– А почему Гаумата не стал таким же прислужником в храме, каким был ты? – спросила Атосса.
– Гаумата с юных лет рвался служить царям, а не богам. В общем-то, я тоже не стремился стать жрецом, меня взяли в храм только из-за размеров моего…
Смердис запнулся, но Атосса поняла, что он имел в виду.
Атосса все больше убеждалась в том, что ее супруг обладает слишком ограниченными умственными способностями для правителя столь обширного царства. Смердис больше тяготел к утехам на ложе, нежели к государственным делам.
Во время встречи Смердиса с Прексаспом, на которой присутствовала и Атосса, все шло хорошо, покуда Смердис молчал, слушая, что говорит Прексасп. Но едва Смердис открыл рот, как то же самое сделал Прексасп, внимая бессмыслице, которую тот понес. Атосса то бледнела, то краснела. Наконец, не видя иного выхода, она прервала словесный сумбур мужа долгим поцелуем в губы. Смутившийся Смердис враз онемел, и Атосса выпроводила его за дверь.

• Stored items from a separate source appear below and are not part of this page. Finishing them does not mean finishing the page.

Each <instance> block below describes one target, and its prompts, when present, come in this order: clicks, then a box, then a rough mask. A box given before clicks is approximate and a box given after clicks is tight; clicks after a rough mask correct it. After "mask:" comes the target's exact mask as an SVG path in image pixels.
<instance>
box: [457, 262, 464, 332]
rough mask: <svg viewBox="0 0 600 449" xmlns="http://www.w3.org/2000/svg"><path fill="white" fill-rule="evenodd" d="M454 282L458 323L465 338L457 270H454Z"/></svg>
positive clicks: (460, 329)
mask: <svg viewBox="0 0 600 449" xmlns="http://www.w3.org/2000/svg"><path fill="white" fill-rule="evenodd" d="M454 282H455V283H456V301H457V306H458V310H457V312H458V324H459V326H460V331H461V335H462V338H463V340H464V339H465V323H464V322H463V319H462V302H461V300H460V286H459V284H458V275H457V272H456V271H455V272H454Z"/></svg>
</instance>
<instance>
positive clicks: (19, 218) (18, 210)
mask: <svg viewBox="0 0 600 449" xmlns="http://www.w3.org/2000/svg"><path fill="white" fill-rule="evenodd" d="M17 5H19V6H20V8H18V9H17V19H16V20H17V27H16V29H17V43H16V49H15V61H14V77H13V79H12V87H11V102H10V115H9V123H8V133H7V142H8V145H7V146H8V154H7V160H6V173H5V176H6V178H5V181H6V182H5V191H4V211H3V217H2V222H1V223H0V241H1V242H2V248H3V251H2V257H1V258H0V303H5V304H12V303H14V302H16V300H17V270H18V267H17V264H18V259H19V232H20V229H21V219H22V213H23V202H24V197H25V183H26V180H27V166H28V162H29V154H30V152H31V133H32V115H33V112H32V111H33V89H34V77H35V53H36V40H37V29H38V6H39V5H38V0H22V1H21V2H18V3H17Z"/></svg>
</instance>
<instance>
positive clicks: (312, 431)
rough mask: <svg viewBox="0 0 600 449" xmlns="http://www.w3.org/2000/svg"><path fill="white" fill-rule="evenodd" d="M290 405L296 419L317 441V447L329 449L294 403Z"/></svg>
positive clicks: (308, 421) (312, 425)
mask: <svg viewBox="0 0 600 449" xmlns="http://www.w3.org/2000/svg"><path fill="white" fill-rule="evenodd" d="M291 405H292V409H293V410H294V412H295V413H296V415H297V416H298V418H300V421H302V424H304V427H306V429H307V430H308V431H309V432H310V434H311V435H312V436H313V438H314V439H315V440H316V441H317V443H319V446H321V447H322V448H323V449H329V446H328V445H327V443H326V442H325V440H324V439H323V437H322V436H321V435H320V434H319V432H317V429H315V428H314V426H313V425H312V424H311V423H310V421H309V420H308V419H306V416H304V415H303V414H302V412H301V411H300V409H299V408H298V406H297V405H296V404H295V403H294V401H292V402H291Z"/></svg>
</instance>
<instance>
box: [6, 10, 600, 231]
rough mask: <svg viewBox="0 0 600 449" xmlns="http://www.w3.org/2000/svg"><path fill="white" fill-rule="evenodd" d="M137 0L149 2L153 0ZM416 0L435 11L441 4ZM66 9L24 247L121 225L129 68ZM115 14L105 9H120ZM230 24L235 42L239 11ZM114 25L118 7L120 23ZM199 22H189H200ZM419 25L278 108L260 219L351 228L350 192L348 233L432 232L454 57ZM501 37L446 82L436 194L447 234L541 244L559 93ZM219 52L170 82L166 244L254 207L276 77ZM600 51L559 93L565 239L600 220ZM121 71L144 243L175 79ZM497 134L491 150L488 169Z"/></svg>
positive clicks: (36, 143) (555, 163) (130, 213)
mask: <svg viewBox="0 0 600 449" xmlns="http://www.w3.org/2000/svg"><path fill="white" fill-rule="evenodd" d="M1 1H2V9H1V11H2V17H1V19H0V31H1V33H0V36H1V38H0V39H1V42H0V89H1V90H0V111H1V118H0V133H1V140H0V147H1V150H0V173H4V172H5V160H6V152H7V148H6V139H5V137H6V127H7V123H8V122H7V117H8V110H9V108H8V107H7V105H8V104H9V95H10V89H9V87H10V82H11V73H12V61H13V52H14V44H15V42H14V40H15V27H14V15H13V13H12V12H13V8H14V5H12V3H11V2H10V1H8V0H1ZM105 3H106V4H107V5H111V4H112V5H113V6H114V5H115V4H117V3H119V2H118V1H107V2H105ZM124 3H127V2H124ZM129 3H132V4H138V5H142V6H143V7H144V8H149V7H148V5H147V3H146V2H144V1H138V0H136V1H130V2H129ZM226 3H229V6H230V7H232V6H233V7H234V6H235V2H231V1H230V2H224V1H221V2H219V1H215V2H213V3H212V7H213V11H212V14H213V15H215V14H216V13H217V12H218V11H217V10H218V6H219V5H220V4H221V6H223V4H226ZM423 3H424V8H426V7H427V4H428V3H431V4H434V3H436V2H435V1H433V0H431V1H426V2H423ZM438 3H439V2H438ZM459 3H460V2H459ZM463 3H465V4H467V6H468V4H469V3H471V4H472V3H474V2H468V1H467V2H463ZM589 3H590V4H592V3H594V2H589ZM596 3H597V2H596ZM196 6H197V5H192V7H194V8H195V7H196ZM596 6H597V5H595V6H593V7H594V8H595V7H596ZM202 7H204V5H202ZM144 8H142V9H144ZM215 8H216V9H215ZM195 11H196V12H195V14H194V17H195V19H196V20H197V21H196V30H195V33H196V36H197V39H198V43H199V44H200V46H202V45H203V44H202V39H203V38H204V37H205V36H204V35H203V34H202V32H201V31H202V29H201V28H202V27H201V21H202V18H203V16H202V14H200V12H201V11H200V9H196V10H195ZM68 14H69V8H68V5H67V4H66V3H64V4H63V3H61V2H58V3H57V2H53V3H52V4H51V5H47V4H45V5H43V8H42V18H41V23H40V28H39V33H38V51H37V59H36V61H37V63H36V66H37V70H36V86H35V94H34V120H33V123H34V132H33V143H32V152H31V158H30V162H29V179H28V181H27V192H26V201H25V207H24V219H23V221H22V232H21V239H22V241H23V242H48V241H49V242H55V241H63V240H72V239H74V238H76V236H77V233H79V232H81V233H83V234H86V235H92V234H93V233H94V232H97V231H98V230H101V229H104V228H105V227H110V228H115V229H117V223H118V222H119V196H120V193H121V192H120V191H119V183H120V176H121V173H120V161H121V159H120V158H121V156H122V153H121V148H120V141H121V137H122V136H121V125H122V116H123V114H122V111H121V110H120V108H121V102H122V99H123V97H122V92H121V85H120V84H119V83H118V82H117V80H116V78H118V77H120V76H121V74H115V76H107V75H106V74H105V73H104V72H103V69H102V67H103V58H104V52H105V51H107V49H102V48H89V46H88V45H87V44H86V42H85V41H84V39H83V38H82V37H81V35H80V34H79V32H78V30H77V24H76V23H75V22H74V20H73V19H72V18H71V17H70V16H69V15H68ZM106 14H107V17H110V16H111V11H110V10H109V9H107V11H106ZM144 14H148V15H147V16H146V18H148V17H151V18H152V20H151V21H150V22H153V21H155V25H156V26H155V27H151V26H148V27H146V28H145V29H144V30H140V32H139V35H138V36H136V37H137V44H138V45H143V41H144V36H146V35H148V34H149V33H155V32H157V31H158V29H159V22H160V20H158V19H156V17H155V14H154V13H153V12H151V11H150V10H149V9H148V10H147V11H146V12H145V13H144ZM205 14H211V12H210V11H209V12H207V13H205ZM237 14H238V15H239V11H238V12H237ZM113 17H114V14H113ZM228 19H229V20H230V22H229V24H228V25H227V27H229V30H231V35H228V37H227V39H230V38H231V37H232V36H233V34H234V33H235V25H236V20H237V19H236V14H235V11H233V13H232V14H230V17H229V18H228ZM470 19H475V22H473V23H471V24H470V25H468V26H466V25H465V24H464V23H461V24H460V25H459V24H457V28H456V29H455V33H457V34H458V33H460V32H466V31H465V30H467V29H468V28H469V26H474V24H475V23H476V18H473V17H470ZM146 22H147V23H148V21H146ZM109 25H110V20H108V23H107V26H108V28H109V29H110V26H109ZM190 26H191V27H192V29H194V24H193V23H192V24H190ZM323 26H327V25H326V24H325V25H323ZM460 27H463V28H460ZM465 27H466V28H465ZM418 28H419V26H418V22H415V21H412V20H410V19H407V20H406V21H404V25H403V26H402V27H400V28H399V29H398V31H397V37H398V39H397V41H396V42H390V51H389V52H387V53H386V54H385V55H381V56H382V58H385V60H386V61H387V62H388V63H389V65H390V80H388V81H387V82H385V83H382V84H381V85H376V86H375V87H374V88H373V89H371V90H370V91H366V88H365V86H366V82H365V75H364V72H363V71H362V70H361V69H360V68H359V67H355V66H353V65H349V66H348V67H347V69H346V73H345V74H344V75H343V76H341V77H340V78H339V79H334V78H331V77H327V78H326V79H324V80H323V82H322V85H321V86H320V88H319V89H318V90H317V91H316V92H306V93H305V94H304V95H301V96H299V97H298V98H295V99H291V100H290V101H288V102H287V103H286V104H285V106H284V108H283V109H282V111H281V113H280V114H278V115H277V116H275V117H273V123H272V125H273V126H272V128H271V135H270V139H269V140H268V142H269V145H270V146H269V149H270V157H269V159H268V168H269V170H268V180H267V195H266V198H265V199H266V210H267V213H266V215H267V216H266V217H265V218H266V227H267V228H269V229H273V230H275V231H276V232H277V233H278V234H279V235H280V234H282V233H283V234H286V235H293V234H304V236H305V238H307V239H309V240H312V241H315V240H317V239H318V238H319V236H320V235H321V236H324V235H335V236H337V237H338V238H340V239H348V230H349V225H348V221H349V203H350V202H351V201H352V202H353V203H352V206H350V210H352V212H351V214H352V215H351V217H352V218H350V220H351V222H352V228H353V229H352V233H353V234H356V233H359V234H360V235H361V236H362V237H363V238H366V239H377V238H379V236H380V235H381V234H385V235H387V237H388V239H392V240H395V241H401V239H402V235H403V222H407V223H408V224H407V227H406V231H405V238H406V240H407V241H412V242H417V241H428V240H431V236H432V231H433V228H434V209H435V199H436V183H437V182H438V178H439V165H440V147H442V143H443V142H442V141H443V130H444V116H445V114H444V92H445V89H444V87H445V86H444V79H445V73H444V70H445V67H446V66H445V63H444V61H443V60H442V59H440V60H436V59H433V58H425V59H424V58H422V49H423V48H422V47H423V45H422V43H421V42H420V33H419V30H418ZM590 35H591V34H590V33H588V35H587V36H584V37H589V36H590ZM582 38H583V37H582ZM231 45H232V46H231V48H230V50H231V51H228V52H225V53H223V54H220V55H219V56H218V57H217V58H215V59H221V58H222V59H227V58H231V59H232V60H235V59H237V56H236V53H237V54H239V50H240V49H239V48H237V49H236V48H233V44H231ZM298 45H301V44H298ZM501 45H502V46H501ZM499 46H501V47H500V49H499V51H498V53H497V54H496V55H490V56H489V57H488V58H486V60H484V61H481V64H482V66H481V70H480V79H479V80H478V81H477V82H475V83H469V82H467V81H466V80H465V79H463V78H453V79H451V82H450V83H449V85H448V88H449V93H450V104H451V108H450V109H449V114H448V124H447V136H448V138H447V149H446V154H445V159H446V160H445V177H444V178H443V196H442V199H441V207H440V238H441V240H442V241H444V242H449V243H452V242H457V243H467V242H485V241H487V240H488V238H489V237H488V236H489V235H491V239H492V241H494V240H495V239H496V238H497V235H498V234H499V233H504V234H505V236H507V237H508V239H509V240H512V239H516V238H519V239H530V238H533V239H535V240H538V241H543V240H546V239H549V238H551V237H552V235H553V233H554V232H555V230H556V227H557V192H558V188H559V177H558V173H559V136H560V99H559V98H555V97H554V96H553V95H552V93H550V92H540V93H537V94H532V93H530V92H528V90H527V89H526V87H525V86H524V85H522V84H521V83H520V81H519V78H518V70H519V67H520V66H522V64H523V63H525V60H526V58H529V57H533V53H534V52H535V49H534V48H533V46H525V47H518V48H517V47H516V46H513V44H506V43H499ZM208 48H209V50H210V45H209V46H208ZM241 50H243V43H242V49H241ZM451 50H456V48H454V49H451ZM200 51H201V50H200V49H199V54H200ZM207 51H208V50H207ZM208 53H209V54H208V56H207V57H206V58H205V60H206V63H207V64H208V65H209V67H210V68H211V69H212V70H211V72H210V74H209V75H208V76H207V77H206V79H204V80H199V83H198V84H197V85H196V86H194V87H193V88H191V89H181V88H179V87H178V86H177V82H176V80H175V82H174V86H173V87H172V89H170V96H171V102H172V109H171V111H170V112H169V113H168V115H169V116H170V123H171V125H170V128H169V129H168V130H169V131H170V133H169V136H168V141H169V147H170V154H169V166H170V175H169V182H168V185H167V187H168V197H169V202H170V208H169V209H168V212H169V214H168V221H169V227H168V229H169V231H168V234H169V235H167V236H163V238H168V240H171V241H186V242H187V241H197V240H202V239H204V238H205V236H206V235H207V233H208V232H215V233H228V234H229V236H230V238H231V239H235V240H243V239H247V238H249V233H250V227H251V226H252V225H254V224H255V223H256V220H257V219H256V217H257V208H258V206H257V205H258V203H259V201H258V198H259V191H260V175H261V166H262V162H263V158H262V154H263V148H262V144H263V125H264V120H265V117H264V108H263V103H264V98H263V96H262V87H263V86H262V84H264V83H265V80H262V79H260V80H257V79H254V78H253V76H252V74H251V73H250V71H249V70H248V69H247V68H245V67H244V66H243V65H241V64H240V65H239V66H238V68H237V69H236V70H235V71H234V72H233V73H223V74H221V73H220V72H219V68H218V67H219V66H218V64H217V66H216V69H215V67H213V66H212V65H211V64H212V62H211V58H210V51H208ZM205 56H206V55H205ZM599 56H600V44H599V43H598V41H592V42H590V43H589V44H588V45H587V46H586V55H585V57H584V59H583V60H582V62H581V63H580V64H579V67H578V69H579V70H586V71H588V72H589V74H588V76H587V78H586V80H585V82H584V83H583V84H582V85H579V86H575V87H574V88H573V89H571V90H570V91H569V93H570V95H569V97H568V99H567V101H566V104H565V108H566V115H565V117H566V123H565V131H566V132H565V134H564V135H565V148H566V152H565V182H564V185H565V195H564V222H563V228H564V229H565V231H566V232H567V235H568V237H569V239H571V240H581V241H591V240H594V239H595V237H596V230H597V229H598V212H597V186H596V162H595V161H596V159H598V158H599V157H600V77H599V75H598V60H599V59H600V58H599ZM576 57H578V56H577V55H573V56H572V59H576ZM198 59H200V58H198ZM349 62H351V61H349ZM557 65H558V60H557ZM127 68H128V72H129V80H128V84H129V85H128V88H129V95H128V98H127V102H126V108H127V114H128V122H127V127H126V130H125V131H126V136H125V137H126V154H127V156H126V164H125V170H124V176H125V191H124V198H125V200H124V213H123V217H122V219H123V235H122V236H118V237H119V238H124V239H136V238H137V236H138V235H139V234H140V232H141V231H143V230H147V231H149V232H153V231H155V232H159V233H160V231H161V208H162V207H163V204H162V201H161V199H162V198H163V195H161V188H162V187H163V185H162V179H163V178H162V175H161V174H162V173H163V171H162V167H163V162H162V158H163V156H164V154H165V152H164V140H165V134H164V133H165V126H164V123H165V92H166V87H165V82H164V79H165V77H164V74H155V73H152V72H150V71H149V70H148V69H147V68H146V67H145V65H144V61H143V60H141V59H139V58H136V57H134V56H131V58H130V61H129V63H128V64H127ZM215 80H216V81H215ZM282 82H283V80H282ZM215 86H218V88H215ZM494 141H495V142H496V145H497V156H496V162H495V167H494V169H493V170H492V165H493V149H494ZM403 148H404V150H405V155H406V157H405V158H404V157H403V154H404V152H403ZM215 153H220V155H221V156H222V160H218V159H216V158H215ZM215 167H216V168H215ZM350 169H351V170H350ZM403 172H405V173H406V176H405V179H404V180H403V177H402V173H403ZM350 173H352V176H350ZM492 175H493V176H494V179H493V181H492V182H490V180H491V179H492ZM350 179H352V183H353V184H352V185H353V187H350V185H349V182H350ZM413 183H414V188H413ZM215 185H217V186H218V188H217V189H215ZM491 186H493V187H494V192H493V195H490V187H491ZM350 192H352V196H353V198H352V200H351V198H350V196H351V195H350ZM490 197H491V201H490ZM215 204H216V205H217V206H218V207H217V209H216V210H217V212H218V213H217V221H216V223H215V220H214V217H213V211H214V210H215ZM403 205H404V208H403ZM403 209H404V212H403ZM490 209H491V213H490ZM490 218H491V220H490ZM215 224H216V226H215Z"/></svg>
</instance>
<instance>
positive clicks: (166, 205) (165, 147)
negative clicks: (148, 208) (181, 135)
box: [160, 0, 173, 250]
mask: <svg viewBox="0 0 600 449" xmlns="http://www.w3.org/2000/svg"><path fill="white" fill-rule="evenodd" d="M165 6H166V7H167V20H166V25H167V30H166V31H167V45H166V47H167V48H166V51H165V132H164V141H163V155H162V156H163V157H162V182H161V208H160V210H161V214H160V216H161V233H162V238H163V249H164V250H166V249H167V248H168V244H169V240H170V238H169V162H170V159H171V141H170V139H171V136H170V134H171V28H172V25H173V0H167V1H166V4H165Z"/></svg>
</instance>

«Что случилось с царем? – недоумевая, обратился к царице Прексасп. – Я не узнаю Бардию. Его будто подменили!»
Атосса, тоже изобразив сильнейшие недоумение и тревогу, сказала, что, видимо, ее брат не совсем здоров.
«Для усиления своей мужской потенции царь принял какое-то снадобье, и это плохо отразилось на его памяти, – заявила Атосса ошарашенному Прексаспу. – Не только ты, но все вокруг обеспокоены самочувствием царя».
Прексасп удалился, пообещав прислать во дворец опытного лекаря-индуса.
Однако лекарь не обнаружил у Смердиса никакой болезни. Наоборот, он сказал, что не встречал более здорового человека.
Атосса подкупила лекаря, убедив его сказать Прексаспу, будто у царя небольшое помешательство рассудка и ему нужен покой.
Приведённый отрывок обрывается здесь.